Muito se fala nas mudanças do sertanejo. Mas o que de fato foi alterado na música? Com ajuda do especialista Gustavo Alonso e sua pesquisa para o livro
Cowboys do asfalto, o Diversão&Arte elenca as principais alterações do estilo.

Mensagem: Do campo à cidade

Independentemente do período, a música sertaneja sempre primou (e primará) pelo romantismo. Inicialmente, o campo foi cantado pelos artistas caipiras, que depois apresentaram a urbanização do Brasil e as mudanças do meio rural. Alonso cita Saudade da minha terra, gravada por Belmonte & Amaraí em 1967, como exemplo da primeira “evolução”. A faixa trazia os problemas da acelerada urbanização e o inchaço das metrópoles: “De que me adianta, viver na cidade/ Se a felicidade não me acompanhar/ Adeus paulistinha, do meu coração/ Lá pro meu sertão eu quero voltar”. Depois, os sertanejos cantaram a nova realidade social, com músicas com temáticas como a dificuldade cotidiana até chegar aos dias de hoje em que o protagonismo das mulheres e a volta por cima em um término de um relacionamento amoroso são temas representados nas faixas.

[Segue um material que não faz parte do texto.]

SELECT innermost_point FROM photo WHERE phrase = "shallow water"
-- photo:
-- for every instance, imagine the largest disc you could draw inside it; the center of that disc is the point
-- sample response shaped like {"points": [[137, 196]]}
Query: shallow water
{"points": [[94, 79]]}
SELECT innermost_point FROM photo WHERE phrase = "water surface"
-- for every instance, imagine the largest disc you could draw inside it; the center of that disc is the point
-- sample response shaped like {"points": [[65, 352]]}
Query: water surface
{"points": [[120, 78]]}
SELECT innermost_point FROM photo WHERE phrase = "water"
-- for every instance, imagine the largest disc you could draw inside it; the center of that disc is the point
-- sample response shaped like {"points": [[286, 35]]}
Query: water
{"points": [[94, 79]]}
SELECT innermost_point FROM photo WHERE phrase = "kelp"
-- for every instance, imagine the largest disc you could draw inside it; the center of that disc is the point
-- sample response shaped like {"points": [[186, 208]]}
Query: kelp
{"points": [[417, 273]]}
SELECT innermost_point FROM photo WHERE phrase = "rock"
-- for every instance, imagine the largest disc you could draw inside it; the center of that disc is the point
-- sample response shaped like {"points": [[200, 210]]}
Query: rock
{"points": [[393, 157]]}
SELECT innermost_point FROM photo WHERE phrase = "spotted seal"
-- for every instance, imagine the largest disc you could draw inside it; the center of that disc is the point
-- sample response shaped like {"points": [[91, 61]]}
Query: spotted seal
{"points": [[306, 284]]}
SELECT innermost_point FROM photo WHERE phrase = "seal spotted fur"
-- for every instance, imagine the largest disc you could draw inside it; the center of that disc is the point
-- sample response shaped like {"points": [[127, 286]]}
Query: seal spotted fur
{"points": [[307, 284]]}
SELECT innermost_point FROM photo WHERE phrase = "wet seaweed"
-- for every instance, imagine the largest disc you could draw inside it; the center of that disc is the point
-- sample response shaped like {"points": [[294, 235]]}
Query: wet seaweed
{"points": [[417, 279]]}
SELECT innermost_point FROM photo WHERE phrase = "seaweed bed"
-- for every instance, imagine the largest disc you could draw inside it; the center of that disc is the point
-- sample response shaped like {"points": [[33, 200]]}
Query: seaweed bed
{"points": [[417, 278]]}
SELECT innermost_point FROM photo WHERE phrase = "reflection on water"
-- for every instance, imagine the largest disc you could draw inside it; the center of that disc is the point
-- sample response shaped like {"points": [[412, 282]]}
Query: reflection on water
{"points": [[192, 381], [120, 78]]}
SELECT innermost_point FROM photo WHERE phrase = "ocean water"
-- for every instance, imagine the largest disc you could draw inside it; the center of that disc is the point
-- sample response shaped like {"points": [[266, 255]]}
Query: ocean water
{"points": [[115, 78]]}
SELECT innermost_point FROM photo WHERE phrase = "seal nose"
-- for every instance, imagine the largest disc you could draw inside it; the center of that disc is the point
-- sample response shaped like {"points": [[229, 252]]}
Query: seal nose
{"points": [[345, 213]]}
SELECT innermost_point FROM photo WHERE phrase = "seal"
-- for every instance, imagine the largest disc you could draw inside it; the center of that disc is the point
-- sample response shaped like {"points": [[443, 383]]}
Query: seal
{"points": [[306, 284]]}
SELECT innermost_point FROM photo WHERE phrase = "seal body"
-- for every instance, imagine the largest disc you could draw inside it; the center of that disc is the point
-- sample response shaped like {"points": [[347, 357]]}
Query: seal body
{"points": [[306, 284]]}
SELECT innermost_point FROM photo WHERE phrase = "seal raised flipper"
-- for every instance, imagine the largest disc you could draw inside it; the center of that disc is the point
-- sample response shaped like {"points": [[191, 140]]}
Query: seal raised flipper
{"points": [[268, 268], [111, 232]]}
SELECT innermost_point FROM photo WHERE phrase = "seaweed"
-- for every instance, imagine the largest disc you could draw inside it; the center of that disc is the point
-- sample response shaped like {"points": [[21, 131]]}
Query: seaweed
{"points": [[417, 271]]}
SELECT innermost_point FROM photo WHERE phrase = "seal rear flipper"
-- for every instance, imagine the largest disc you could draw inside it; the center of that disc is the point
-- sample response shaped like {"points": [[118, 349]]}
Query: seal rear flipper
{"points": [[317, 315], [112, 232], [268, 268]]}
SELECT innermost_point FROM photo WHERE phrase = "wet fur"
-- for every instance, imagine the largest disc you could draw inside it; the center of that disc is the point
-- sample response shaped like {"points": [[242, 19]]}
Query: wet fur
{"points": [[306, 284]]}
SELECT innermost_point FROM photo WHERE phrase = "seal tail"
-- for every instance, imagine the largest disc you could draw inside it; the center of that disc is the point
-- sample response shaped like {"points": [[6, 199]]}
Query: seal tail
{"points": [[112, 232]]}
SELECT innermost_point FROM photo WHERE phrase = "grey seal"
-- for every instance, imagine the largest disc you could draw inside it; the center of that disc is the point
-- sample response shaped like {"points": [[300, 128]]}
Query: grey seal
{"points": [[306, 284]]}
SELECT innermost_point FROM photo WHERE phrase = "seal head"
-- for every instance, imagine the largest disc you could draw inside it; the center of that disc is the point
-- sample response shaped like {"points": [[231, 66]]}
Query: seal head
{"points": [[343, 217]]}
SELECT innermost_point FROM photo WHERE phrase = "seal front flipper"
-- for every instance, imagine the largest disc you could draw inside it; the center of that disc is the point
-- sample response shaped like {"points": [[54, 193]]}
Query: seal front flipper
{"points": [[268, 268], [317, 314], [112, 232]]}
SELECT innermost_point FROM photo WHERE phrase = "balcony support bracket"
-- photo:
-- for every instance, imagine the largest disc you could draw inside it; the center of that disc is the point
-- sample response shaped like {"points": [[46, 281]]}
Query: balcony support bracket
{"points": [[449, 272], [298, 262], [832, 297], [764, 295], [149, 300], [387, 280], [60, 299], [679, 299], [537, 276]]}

Sonoridade: Aproximação do forró

Até os anos 1950, a música sertaneja era totalmente caipira. Porém, a partir daquela década à sonoridade recebeu influência do bolero e outros estilos latinos, como a ranchera mexicana, a guarânia paraguaia e o chamamé argentino, e daí surgiram as distinções. “Os sertanejos foram aqueles que se mostraram abertos às influências estrangeiras, enquanto os caipiras passaram a repudiar os sertanejos e visavam defender um purismo musical do passado rural”, explica Alonso. Nos anos 1960, o sertanejo teve outra reformulação sonora com a chegada das guitarras, baixos e bateria, depois com a inserção da música brega e do country norte-americano, além do sertanejo universitário até a chegada do forró e do funk nos dias de hoje. O especialista cita Ai se eu te pego, de Michel Teló, como o melhor exemplo dessa fusão. “É o retrato da música brasileira atual, que fundiu de vez os elos do sertanejo e do forró. Seus autores são do Nordeste e a canção nasceu funk, virou forró e foi gravada por um sertanejo, dominando o mundo”, afirma o autor. Hoje, nomes como Wesley Safadão e Simone & Simaria, artistas antes do forró, já passaram a ser considerados como do cenário sertanejo.

Vários ciclos: Ascensão feminina

Como Alonso aponta em seu estudo, o sertanejo vive de ciclos, que vão e voltam em um período de 10 a 20 anos. No momento, o que está bombando é a ascensão feminina, mas a participação das mulheres na música sertaneja não é de fato uma novidade. O gênero teve artistas clássicas como Inezita Barroso, Irmãs Galvão, Roberta Miranda, Sula Miranda e até Paula Fernandes antes da chegada de nomes como Marília Mendonça, Maiara & Maraísa e Paula Mattos, que dominam agora os rádios. “O que há agora é uma quantidade expressiva de artistas, várias delas compositoras, e um interesse por esse tipo de cantora tanto comercialmente quanto pelo público”, analisa Gustavo Alonso. Para isso, ele cita a mudança na construção das músicas. A temática do sertanejo universitário agora também tem a mulher como personagem principal. “Elas cantam músicas em que as mulheres bebem, sofrem e dão o troco na traição, estética construída pela geração universitária”, afirma o autor de Cowboys do asfalto. Um exemplo é a canção 10% da dupla Maiara & Maraísa: “Tô escorada na mesa,/ Confesso que eu quase caí da cadeira/ E esse garçom não me ajuda/ Já trouxe a 20ª saidera”.